Ney leu um dos manuscritos da biografia e atualmente está lendo o livro lançado. O artista conta que ficou sabendo pela obra ter sido alvo de preconceito por vários setores da sociedade, o que ele desconhecia até então.
Além dos livros, Ney também ganhará uma cinebiografia intitulada Homem com H, que será dirigida por Esmir Filho (Verlust e Os Famosos e Os Duendes da Morte). O filme está em pré-produção e deve ser rodado em 2022. O artista prestará assessoria nas filmagens, o que ele aceitou fazer “para não ter erro”.
Assim que possível, seu plano é subir ao palco novamente com o espetáculo Bloco na Rua, com o qual ele veio a Porto Alegre em 2019. A turnê foi interrompida por conta da pandemia, mas Ney terá que retomá-la porque já teve shows vendidos, tendo recebido antecipadamente uma parte do cachê. Sobre o período longe dos palcos, ele lamenta e reflete sobre a atual situação da indústria musical:
— É de onde tiro o meu sustento (shows), não é mais de disco. Não funciona mais como antigamente. Tudo mudou. Se você visse o que recebo de direitos dessas formas agora de tocar música, como streaming, é ridículo. Fico com vergonha. Quer dizer, eles deveriam sentir vergonha de me pagar isso.
Na pandemia, tem saído minimamente — apenas para extremas necessidades, sempre de máscara. Confessa que ficou ansioso no início.
— Sempre fui uma pessoa caseira. Gosto de ficar sozinho. Não sofro de solidão.

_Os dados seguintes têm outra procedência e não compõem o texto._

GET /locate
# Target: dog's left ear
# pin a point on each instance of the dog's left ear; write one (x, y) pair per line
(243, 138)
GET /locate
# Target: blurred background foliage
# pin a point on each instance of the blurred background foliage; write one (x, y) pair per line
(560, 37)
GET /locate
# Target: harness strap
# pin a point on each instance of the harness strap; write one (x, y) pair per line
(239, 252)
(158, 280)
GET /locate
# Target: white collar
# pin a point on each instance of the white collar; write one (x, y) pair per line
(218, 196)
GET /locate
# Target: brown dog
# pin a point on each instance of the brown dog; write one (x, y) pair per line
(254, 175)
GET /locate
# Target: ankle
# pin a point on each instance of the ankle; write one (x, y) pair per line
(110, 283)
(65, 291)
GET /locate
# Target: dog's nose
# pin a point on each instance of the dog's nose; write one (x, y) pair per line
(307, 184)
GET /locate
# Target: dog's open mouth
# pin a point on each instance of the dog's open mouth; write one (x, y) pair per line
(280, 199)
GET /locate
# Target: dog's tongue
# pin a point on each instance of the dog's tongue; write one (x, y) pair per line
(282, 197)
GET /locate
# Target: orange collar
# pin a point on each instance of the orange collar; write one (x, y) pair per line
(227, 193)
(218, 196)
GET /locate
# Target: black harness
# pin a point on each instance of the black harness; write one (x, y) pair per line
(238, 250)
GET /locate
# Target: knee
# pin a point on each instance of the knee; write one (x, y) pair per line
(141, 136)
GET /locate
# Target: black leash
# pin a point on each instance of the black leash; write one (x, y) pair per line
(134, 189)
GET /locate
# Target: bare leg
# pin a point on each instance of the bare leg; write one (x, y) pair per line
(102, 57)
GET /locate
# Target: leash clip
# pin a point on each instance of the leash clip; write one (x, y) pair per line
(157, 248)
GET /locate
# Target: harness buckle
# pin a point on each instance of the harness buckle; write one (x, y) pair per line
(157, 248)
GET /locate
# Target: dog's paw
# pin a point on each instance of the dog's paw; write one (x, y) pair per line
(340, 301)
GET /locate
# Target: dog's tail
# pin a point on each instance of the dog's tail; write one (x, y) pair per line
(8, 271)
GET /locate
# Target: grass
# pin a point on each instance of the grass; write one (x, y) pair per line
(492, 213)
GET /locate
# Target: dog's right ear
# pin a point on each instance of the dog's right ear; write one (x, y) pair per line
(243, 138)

Mas no momento em que me vi obrigado a ficar isolado, senti-me como se estivesse em uma prisão dentro do meu corpo, algo que nunca tinha sentido — descreve.
Sobre fazer 80 anos, Ney afirma que o mais marcante está sendo ainda poder cantar:
— Isso é a coisa que mais me toca. Tinha acreditado nas pessoas que me diziam que aos 40 anos eu não teria mais voz porque a estava forçando nos Secos & Molhados. Então, chegar aos 80 no comando da minha voz me deixa extremamente feliz.